California became one the first states to pass an e-waste recycling law in 2003. On June 11, the Los Angeles Times reported that the traditionally green state had reached a milestone: 1 billion pounds of computer junk recycled.
"But there are a lot of loopholes in the law," said Sheila Davis, executive director of the non-profit Silicon Valley Toxics Coalition.
The ruling does not cover all products, nor does it forbid a broker from making extra money by shipping devices overseas.
Last week, California's Santa Clara County tried to patch this hole with a local law that requires responsible handling of e-waste. Recyclers must now track every wire, casing or other component and ensure that their destinations are not overseas or the hands of domestic prisoners.
If a recycling company receives a computer monitor, for example, they can recover valuable materials such as copper only while safely handling and disposing of leaded glass, chips and switches that can contain cadmium or mercury, and wires and cables that are often coated with endocrine-disrupting flame retardants.
"The proposed federal legislation is not quite the same thing. It says that we'll make sure that the materials that are exported are not hazardous waste and that they are handled properly to some extent," said Davis. "We'll see how far it goes."
Regardless of its potential shortfalls, experts agree that action on the federal level is necessary; local governments simply don't have the authority to make laws with international implications.
"As efforts ramp up to get e-waste to recyclers, we need to close the door on e-waste dumping in developing countries," said Kyle of the Electronics TakeBack Coalition, a major supporter of the new legislation. "If we eliminated that 'low road' then we'd see a lot of business growth and new jobs in the recycling industry here in the U.S."

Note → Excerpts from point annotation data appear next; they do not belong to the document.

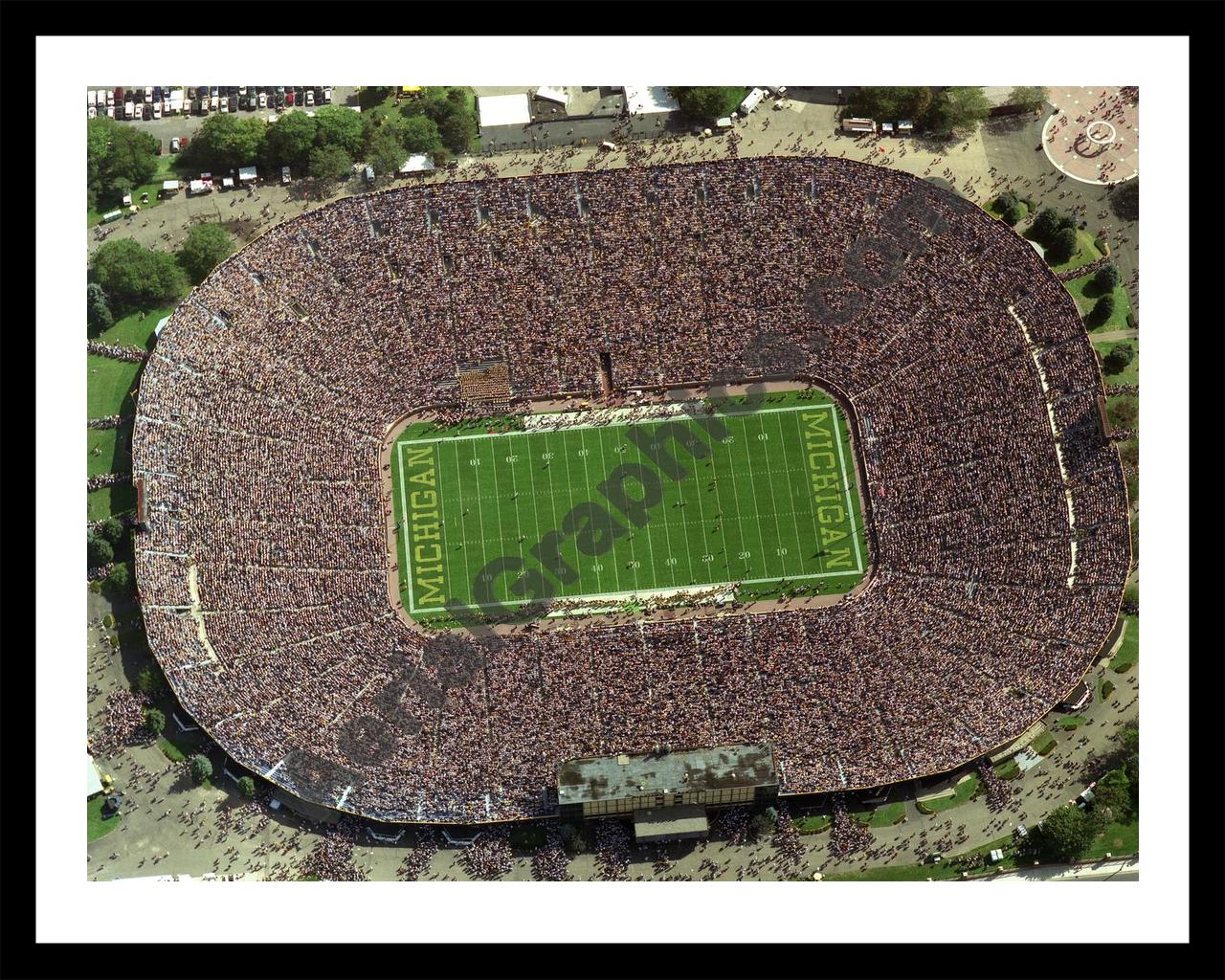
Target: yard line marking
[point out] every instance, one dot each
(778, 530)
(587, 481)
(752, 485)
(604, 466)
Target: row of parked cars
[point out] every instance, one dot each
(154, 101)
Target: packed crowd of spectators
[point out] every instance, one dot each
(263, 407)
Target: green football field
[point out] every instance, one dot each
(599, 511)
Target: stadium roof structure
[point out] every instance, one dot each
(996, 508)
(505, 110)
(613, 777)
(644, 100)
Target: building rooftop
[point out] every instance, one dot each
(613, 777)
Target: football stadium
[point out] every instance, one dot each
(789, 452)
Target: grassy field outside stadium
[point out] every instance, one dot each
(773, 506)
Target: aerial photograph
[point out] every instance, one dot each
(612, 482)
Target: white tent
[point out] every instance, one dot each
(554, 93)
(642, 100)
(419, 163)
(92, 783)
(505, 110)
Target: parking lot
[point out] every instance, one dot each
(188, 125)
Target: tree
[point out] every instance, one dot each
(119, 577)
(97, 311)
(458, 131)
(957, 112)
(1062, 246)
(1066, 835)
(338, 126)
(385, 153)
(416, 134)
(205, 246)
(707, 103)
(1045, 226)
(1031, 97)
(200, 767)
(1112, 797)
(329, 163)
(151, 681)
(227, 141)
(100, 551)
(1118, 359)
(132, 277)
(118, 158)
(154, 721)
(1102, 309)
(288, 141)
(1125, 412)
(112, 528)
(1106, 278)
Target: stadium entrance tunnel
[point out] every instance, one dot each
(686, 501)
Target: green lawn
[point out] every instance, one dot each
(110, 501)
(109, 385)
(1044, 744)
(966, 791)
(131, 331)
(96, 825)
(1129, 650)
(944, 871)
(109, 450)
(774, 501)
(1085, 296)
(166, 170)
(1116, 838)
(1131, 374)
(883, 816)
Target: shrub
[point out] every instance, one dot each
(1105, 278)
(112, 529)
(1062, 246)
(100, 551)
(200, 767)
(154, 721)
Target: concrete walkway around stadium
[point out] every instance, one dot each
(148, 843)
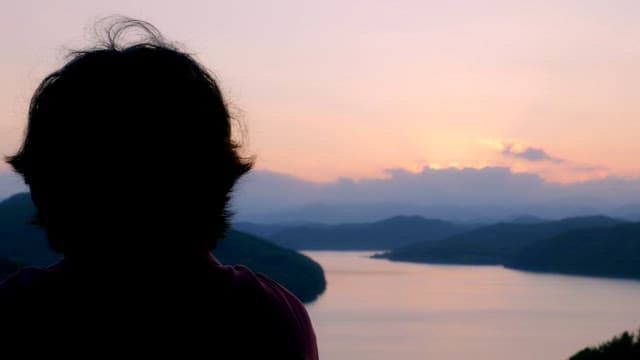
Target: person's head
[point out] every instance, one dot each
(129, 147)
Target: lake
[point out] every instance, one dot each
(377, 309)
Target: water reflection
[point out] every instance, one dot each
(376, 309)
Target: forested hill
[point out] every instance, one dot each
(492, 244)
(23, 243)
(382, 235)
(612, 251)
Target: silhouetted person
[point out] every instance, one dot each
(130, 161)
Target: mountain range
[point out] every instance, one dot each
(24, 244)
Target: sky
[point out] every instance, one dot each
(338, 89)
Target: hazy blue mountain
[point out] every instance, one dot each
(526, 219)
(262, 230)
(492, 244)
(612, 251)
(386, 234)
(23, 243)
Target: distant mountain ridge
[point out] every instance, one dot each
(381, 235)
(611, 251)
(21, 243)
(493, 244)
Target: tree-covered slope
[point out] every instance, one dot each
(297, 272)
(612, 251)
(492, 244)
(382, 235)
(625, 346)
(23, 243)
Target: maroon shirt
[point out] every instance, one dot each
(203, 306)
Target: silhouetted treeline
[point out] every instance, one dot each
(622, 347)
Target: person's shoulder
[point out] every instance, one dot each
(23, 281)
(287, 316)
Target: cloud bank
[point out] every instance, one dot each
(468, 195)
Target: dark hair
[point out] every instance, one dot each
(129, 147)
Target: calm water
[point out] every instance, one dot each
(376, 309)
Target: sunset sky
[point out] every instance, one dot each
(338, 88)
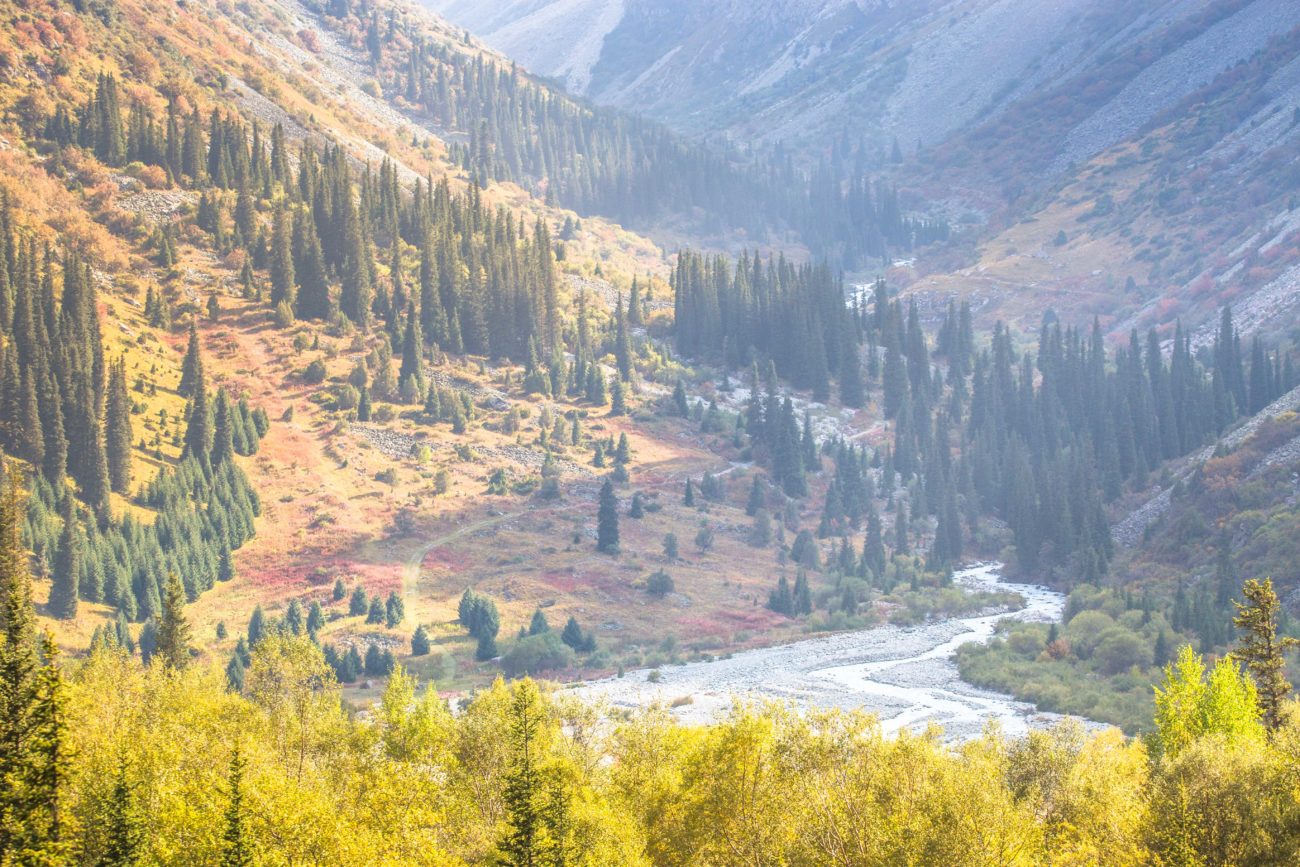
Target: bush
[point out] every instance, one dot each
(1119, 649)
(534, 654)
(659, 584)
(284, 315)
(347, 398)
(420, 642)
(1084, 631)
(315, 372)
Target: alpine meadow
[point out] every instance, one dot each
(598, 433)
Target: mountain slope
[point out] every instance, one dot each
(1096, 152)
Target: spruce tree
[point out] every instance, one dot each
(235, 850)
(68, 566)
(282, 278)
(191, 368)
(527, 840)
(31, 759)
(124, 823)
(607, 520)
(1261, 649)
(117, 429)
(420, 642)
(173, 629)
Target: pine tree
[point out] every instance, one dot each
(191, 368)
(117, 429)
(527, 839)
(124, 823)
(31, 761)
(607, 520)
(420, 642)
(173, 629)
(235, 852)
(1261, 649)
(68, 567)
(282, 278)
(198, 433)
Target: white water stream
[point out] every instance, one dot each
(906, 675)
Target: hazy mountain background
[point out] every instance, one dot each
(1135, 161)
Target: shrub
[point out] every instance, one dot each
(315, 372)
(534, 654)
(659, 584)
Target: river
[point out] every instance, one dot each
(906, 675)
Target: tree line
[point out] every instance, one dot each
(113, 762)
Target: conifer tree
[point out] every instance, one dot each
(173, 629)
(1261, 649)
(191, 368)
(235, 850)
(607, 520)
(420, 642)
(282, 280)
(117, 423)
(68, 567)
(527, 841)
(124, 823)
(31, 758)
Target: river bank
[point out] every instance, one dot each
(904, 673)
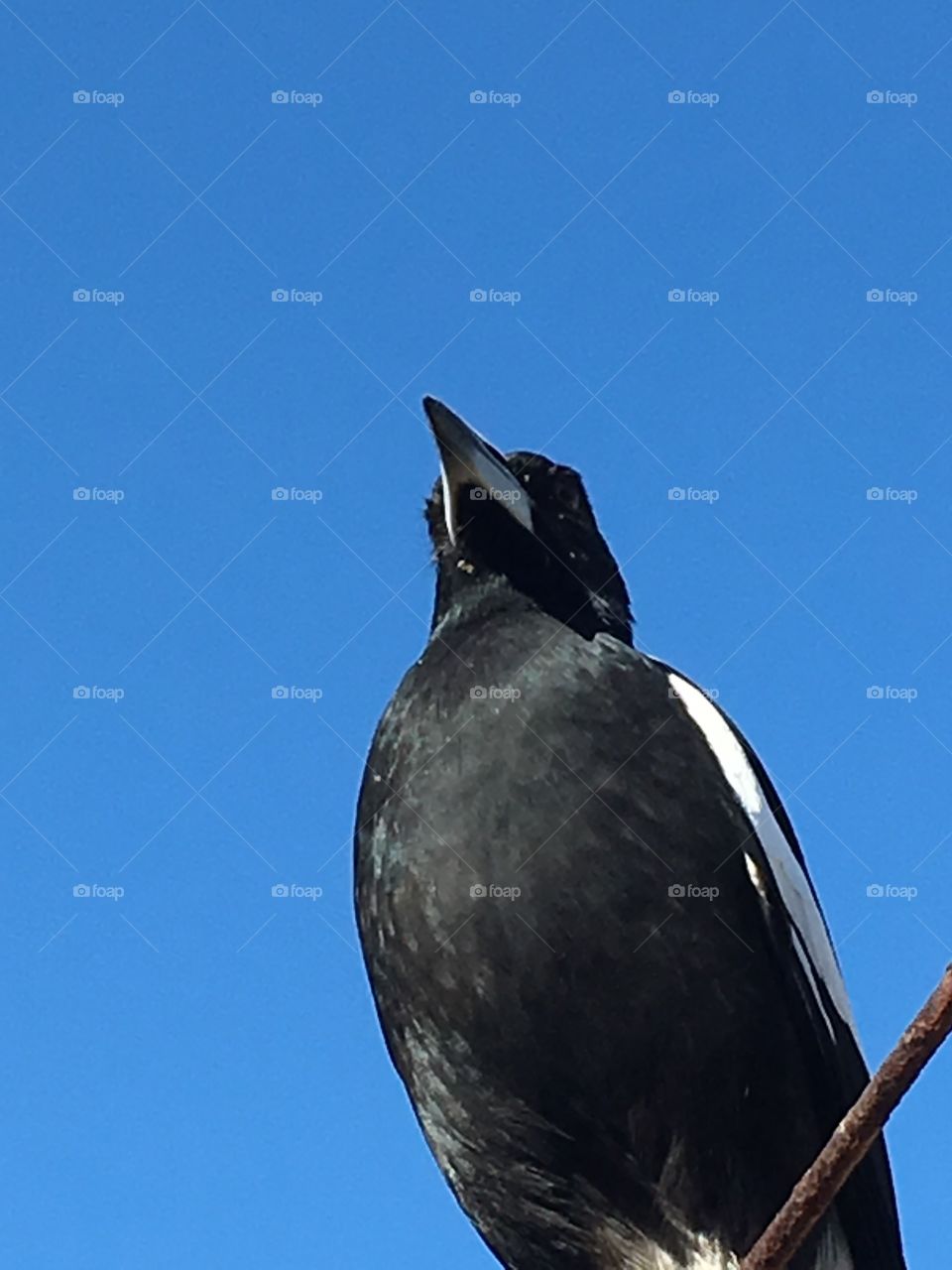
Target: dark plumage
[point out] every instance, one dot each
(613, 1071)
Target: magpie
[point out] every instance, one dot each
(595, 952)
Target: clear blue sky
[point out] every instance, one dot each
(193, 1075)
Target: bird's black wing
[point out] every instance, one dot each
(815, 991)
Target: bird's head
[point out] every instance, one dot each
(518, 521)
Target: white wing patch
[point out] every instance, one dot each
(809, 937)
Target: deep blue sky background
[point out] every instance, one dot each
(191, 1074)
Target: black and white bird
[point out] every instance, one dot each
(594, 947)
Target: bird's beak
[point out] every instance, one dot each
(467, 461)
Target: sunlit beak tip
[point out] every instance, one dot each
(470, 460)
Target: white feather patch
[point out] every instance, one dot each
(815, 952)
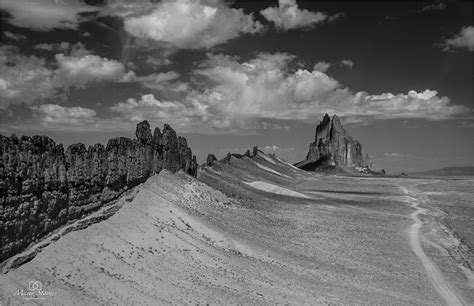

More than 70 countries worldwide have already agreed to the Basel Convention, which prohibits developed countries from sending hazardous wastes to developing countries. The U.S., however, has not yet ratified the ban.
"We've failed to create policy frameworks -- not only laws but legal enforcement of those laws to encourage the virtuous recovery and recycling, so we con't have to keep tearing open earth and taking out more raw materials. It's long overdue for us to take responsibility," said Don Carli, an e-waste expert at the non-profit Institute for Sustainable Communication.
"There's gold in those piles of stuff," he added. "It's not exactly waste."